CAR-T Cell Therapy
& Tumour Monitoring

The University of Sydney Li Ka Shing Cell & Gene Therapy Program aims to undertake ground breaking translational research and clinical trials to develop new cures for patients with solid cancers. Our focus is understanding cancers at the molecular level to monitor them in a non-invasive manner, identify effective therapies and test novel therapies. We work with many clinical staff at Royal Prince Alfred Hospital and Chris O’Brien Lifehouse to access patient samples and undertake clinical research and clinical trials to improve the treatment and management of cancer patients.

Projects

CAR-T Cell Therapy

CAR T-cells are modified immune T cells that specifically target and kill the cancer. Chimeric antigen receptors (CARs), are engineered receptors added to the T-cell isolated from one’s own blood to target a specific tumour cell surface antigen. CAR T-cell therapy have recently been shown to be able to induce major remissions and cure in blood cancers (leukemia and lymphoma) and we aim to deliver similar results in solid cancers. With access to a specialised GMP-grade production facility of CAR-T cells at Royal Prince Alfred Hospital, we will undertake a CAR-T immunotherapy clinical trial in 2021. 

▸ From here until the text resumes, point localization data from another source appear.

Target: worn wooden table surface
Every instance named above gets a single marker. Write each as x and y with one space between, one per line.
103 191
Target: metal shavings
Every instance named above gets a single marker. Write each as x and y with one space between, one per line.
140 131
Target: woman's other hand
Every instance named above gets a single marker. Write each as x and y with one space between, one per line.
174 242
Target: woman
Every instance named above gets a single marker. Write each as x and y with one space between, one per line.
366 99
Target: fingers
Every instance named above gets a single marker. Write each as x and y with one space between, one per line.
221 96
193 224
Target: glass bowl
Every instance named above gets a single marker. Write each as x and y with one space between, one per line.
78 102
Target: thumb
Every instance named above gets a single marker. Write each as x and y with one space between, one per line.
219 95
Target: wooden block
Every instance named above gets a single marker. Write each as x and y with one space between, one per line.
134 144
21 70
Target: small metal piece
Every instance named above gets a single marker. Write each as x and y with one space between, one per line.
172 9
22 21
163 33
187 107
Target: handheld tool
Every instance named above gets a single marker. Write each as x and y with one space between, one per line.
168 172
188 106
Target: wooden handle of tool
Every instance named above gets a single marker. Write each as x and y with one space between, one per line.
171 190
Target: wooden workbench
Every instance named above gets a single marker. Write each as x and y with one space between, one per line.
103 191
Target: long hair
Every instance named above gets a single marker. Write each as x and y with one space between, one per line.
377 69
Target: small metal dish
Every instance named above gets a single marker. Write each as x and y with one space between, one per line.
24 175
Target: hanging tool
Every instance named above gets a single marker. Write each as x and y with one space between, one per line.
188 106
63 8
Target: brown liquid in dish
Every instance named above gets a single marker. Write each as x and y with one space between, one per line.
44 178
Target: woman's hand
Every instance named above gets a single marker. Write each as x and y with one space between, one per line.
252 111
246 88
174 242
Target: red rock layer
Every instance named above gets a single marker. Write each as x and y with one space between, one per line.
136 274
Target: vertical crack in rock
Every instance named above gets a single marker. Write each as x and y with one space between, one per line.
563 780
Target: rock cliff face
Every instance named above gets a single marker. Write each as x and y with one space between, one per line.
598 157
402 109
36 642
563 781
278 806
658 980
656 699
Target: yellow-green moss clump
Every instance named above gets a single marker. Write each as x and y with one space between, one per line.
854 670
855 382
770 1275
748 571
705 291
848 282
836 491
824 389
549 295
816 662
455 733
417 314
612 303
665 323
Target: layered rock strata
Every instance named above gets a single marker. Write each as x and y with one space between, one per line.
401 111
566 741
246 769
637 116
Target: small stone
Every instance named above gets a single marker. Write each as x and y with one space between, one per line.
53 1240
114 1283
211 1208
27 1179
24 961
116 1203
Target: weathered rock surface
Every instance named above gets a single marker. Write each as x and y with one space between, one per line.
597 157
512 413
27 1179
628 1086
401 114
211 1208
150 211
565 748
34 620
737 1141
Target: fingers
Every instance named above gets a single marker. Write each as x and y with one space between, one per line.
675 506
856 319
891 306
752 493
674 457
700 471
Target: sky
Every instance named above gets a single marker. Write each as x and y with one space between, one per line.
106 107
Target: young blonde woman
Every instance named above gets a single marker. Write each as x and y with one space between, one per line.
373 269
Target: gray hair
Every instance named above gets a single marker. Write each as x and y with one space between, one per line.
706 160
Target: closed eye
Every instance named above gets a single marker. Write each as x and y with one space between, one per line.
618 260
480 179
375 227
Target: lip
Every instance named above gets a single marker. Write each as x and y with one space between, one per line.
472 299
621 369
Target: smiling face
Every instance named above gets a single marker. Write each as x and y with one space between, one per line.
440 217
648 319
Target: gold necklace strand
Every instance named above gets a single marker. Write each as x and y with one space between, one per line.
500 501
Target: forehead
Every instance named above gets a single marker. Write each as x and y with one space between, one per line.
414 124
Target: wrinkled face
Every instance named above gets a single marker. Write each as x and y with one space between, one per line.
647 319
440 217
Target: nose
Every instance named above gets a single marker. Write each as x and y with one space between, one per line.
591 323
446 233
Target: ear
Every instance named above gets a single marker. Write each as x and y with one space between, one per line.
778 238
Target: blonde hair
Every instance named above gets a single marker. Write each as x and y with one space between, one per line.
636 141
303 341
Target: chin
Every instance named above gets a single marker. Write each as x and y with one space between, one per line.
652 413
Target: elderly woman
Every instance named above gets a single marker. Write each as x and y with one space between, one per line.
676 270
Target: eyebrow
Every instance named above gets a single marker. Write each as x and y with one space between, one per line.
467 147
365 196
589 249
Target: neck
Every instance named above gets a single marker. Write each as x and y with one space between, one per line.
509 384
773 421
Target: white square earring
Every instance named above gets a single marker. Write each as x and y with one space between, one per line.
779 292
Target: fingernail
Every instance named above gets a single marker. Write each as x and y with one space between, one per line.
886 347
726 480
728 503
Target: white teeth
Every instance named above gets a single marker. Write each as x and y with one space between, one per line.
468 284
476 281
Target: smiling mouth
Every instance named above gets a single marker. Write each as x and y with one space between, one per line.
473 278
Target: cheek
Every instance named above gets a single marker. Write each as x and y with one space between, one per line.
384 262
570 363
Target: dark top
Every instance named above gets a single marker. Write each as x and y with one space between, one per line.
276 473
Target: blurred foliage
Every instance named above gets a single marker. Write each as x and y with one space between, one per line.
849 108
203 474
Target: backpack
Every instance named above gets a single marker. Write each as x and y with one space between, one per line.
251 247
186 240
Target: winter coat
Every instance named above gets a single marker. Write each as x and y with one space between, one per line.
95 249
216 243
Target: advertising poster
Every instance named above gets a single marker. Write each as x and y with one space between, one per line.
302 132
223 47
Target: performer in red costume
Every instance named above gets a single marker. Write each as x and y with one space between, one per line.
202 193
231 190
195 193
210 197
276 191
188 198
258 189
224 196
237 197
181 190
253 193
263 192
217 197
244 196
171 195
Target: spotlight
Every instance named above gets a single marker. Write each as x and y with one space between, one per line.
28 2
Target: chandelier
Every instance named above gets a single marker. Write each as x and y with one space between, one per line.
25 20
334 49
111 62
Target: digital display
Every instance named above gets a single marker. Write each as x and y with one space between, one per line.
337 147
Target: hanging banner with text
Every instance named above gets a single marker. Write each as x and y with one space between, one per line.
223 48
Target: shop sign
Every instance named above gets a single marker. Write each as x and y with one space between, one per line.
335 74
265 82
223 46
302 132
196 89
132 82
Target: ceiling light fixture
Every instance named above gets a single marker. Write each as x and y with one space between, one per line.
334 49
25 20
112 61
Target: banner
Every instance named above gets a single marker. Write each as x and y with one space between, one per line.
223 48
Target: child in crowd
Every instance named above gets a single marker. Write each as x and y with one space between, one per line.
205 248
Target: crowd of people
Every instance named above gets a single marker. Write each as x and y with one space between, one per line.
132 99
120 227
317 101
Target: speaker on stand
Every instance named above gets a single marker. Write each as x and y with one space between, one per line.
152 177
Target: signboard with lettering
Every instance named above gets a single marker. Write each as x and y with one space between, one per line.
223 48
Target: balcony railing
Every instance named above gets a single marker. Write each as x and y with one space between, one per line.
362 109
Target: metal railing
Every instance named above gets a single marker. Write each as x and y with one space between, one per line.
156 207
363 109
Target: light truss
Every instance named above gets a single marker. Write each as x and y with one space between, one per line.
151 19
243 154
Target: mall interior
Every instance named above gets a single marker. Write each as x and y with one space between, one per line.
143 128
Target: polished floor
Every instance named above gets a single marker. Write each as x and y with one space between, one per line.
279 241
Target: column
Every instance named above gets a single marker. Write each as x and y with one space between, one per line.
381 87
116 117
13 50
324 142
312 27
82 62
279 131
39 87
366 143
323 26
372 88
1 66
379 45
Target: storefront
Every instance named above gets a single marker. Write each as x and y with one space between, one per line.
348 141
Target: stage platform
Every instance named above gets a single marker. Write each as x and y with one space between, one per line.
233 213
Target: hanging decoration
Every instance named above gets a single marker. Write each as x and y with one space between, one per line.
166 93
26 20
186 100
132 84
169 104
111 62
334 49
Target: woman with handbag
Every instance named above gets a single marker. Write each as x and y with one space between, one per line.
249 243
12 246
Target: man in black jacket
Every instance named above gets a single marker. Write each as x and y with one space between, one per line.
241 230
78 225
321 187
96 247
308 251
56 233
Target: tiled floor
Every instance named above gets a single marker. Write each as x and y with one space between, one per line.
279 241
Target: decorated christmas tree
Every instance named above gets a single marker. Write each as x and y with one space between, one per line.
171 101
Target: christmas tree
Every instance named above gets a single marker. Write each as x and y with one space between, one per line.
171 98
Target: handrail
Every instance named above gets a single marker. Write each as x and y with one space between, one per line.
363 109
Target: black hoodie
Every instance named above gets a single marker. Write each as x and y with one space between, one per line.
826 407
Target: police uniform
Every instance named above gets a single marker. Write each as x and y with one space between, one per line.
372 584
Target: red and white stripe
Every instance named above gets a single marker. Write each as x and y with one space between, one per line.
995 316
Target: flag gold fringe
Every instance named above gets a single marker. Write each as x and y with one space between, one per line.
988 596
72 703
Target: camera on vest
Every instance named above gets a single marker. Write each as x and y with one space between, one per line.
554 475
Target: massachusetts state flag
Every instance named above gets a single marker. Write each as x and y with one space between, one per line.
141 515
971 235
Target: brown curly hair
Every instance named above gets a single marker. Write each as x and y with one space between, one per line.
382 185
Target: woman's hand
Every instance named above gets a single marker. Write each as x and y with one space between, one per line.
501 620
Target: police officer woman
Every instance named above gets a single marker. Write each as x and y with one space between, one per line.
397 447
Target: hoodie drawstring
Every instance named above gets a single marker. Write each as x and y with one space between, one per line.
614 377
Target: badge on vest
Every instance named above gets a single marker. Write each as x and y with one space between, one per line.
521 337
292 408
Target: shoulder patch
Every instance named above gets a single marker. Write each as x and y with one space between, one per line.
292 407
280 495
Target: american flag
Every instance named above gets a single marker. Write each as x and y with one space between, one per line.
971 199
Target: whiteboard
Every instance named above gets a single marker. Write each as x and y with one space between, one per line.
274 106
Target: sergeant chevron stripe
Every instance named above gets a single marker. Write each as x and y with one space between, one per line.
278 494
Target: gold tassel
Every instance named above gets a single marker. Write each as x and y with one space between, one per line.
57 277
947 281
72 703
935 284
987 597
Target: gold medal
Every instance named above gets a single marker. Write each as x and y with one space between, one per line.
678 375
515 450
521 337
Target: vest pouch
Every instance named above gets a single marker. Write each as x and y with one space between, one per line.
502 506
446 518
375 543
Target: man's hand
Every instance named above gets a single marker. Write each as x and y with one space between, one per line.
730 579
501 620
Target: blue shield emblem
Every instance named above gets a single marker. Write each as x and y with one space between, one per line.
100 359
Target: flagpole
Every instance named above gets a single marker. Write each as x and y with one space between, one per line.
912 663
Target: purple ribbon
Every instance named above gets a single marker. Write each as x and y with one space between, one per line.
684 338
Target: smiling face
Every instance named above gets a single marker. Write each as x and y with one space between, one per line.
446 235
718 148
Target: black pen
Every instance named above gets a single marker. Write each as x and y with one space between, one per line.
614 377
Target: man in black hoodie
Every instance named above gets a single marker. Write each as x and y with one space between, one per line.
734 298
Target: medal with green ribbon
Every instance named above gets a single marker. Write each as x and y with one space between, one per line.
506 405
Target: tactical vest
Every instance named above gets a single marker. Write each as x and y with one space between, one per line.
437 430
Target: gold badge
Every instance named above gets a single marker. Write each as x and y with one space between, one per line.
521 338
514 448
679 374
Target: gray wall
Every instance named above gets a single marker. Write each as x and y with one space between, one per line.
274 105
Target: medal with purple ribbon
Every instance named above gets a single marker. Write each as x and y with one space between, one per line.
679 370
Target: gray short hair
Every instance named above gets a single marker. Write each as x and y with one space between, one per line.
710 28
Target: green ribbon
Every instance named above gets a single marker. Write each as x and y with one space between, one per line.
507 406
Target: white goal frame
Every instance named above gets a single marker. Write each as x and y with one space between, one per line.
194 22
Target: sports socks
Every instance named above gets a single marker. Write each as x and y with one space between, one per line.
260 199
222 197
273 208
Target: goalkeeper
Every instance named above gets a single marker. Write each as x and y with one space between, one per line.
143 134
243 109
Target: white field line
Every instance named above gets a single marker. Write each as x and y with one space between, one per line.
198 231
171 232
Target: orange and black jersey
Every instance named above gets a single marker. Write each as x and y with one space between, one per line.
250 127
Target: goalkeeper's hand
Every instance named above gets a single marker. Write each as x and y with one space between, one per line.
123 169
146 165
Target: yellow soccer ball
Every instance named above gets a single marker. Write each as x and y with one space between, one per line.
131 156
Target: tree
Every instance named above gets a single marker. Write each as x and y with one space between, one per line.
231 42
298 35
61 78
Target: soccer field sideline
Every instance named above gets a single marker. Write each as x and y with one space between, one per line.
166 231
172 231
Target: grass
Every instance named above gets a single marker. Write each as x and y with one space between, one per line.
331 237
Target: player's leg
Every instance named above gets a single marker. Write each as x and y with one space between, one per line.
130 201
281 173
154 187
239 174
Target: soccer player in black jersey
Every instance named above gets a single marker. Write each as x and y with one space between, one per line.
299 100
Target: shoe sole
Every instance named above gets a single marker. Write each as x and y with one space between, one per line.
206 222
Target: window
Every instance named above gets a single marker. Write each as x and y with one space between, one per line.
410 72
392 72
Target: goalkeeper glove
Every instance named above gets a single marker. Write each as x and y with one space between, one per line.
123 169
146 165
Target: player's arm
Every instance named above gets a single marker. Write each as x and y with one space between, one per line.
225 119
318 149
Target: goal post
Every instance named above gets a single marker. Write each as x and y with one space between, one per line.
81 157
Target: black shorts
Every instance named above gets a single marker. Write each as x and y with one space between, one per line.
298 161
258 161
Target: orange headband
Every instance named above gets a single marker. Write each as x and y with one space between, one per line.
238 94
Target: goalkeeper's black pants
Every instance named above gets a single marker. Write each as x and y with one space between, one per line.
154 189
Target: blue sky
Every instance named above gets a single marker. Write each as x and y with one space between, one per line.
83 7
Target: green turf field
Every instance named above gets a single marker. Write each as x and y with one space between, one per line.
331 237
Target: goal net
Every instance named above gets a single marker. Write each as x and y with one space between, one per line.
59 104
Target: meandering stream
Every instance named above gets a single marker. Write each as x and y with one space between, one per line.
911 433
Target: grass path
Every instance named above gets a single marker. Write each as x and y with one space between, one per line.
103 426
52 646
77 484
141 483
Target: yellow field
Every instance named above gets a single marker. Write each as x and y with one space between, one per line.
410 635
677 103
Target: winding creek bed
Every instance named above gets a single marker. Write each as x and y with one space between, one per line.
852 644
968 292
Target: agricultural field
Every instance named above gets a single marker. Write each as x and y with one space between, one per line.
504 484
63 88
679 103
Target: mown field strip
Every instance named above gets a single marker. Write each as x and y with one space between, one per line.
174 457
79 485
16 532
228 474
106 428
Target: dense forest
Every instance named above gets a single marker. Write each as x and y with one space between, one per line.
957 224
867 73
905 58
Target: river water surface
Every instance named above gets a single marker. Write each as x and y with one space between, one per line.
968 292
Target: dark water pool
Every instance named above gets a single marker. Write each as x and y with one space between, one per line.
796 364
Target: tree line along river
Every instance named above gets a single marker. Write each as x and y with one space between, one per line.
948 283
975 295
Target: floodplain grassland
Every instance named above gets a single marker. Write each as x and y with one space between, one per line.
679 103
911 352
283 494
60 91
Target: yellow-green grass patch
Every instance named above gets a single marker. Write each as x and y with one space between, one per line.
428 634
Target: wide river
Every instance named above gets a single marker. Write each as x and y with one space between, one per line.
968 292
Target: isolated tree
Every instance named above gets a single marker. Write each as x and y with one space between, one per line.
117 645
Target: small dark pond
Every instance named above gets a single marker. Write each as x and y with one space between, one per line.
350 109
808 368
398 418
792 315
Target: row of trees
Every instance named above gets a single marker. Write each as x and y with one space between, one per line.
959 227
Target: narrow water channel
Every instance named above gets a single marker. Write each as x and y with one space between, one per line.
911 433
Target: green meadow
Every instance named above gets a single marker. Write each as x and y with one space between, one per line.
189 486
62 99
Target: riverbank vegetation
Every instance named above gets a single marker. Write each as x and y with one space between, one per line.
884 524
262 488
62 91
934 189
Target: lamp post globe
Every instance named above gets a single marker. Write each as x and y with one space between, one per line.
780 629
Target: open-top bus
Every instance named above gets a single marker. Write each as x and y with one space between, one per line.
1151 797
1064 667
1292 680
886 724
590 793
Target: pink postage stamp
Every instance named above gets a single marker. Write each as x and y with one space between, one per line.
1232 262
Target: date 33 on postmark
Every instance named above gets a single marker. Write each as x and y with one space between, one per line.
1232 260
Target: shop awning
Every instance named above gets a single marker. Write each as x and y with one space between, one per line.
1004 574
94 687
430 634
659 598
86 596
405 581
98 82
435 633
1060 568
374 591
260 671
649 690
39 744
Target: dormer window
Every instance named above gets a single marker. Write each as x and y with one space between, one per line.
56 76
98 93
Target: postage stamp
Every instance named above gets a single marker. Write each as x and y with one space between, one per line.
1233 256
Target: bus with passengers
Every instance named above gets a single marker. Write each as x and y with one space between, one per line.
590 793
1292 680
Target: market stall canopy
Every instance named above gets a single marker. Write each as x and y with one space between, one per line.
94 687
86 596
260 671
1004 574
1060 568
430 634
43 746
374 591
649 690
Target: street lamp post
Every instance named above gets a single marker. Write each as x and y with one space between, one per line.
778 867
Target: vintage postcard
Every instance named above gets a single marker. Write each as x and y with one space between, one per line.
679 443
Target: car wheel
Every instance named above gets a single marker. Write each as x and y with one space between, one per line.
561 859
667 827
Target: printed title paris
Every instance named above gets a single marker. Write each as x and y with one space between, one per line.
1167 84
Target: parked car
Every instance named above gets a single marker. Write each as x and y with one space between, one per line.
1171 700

Our research focuses on testing CAR T-cells in ex vivo tumour models and in vivo models, understanding and improving the efficacy of CAR T-cells, mechanisms of immune modulation and mechanisms of resistance.

Tumour Monitoring

Monitoring patients in real time is challenging and often invasive. Through the use of liquid biopsies, an insight into the tumour’s molecular biology can be gained through studying cell-free DNA (cfDNA) and circulating tumor cells (CTCs). Using next-generation liquid biopsy technology, we are able to process the blood for cfDNA and CTCs. CTCs are the origin of distant cancer metastases, which are responsible for the majority of cancer-related mortality. cfDNA and CTCs have been associated with poor prognosis and are able to predict response to therapy. Hence, can be used to monitor the patient during therapy for dosing, predict unwanted side effects and identify effective therapies. This will contribute to an optimal (personalised) form of treating patients with the most effective therapies.